We know that this Depression era dame will fall for the working class cabbie.

John Barrymore is terrifically loopy as sort of a fairy godmother to the Cinderella chorus girl.  He's got a scheme that can make her financial dreams come true.
But trouble ensues at the big ball when she's just about to seal the deal.
This comedy shines.  It's better and wittier than some modern romantic comedies I've seen -- most of them starring Katherine Heigl, Jennifer Aniston or Jason Segel.
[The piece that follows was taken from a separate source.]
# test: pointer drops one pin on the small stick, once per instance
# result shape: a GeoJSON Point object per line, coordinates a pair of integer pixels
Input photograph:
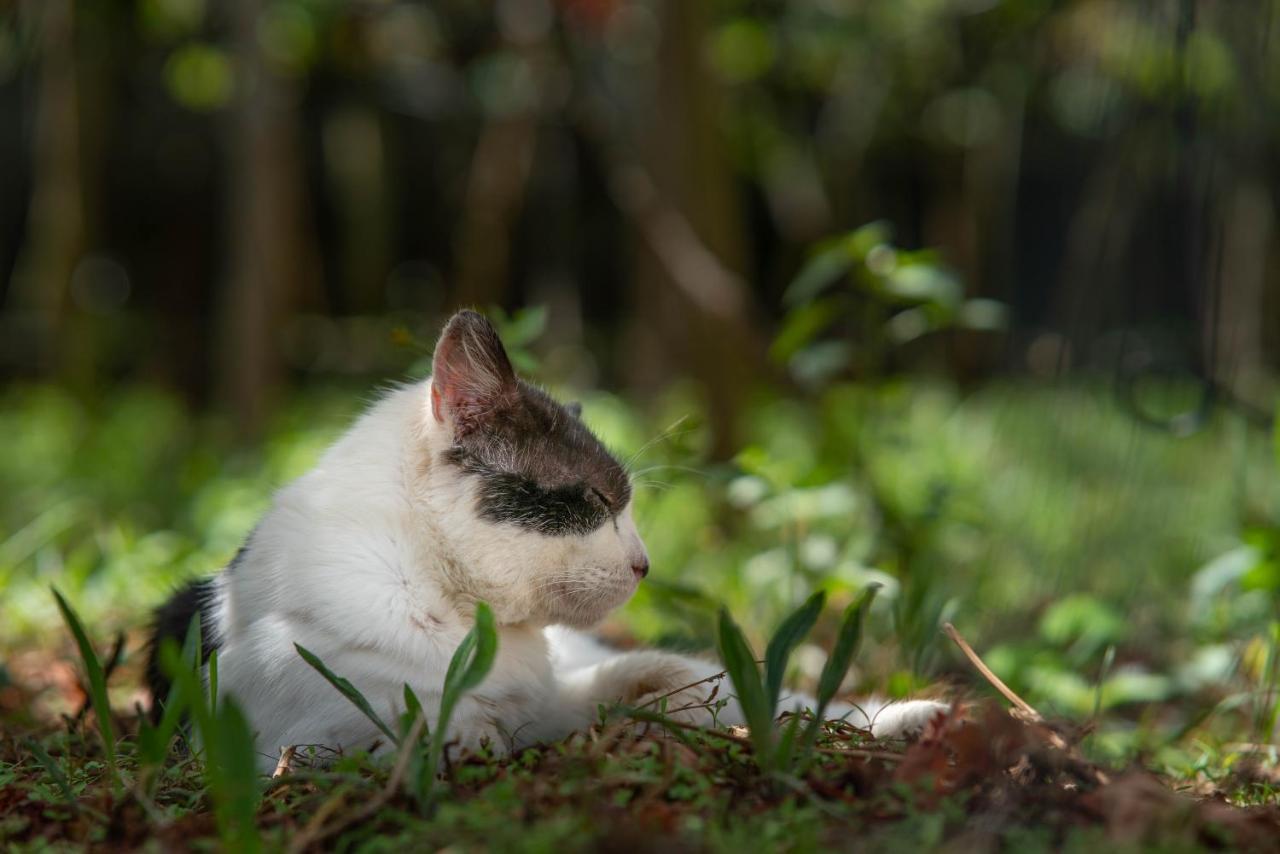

From 2011, here's my short podcast piece on 1939's Midnight directed by Mitchell Leisen:

Midnight was remade as a 1945 comedy called Masquerade in Mexico.  Dorothy Lamour took on the Cinderella role.  Mitchell Leisen also directed the remake.  Midnight is worth renting.  It's one of those 1939 films that wasn't nominated for Best Picture but sure was good enough to be in the race.
Don Ameche was a most versatile Hollywood actor.  He did comedy, musical comedy, drama, biopics...he was a talented man who knew how to keep reinventing himself.  After 1950, when movie lead roles weren't as plentiful, he displayed his comedy chops on record albums as half of the always squabbling and very funny married couple, "The Bickersons."  He starred on Broadway in Cole Porter's musical comedy, Silk Stockings, a musical version of the 1939 Greta Garbo comedy classic, Ninotchka.  He had a rich singing voice.  Fred Astaire did Ameche's part in the movie version of Silk Stockings.  

Don Ameche did a lot of TV work as an actor and a host.  In the 80s, film roles came back to him.  He won a Best Supporting Actor Oscar for 1985's Cocoon.
His last film was 1994's Corrina, Corrina starring Whoopi Goldberg and Ray Liotta.  Don Ameche was a classy guest on my VH1 talk show in the late 1980s.  I loved interviewing him.  He told me that Claudette Colbert knew good lighting like a master technician.

By the way, some other fine films that did not get nominated for Best Picture of 1939 were Drums Along the Mohawk starring Claudette Colbert and Henry Fonda, The Women, The Hunchback of Notre Dame, The Private Lives of Elizabeth and Essex, The Rains Came, Destry Rides Again, Gunga Din, Beau Geste, Intermezzo introducing American audiences to Ingrid Bergman and The Roaring Twenties starring James Cagney.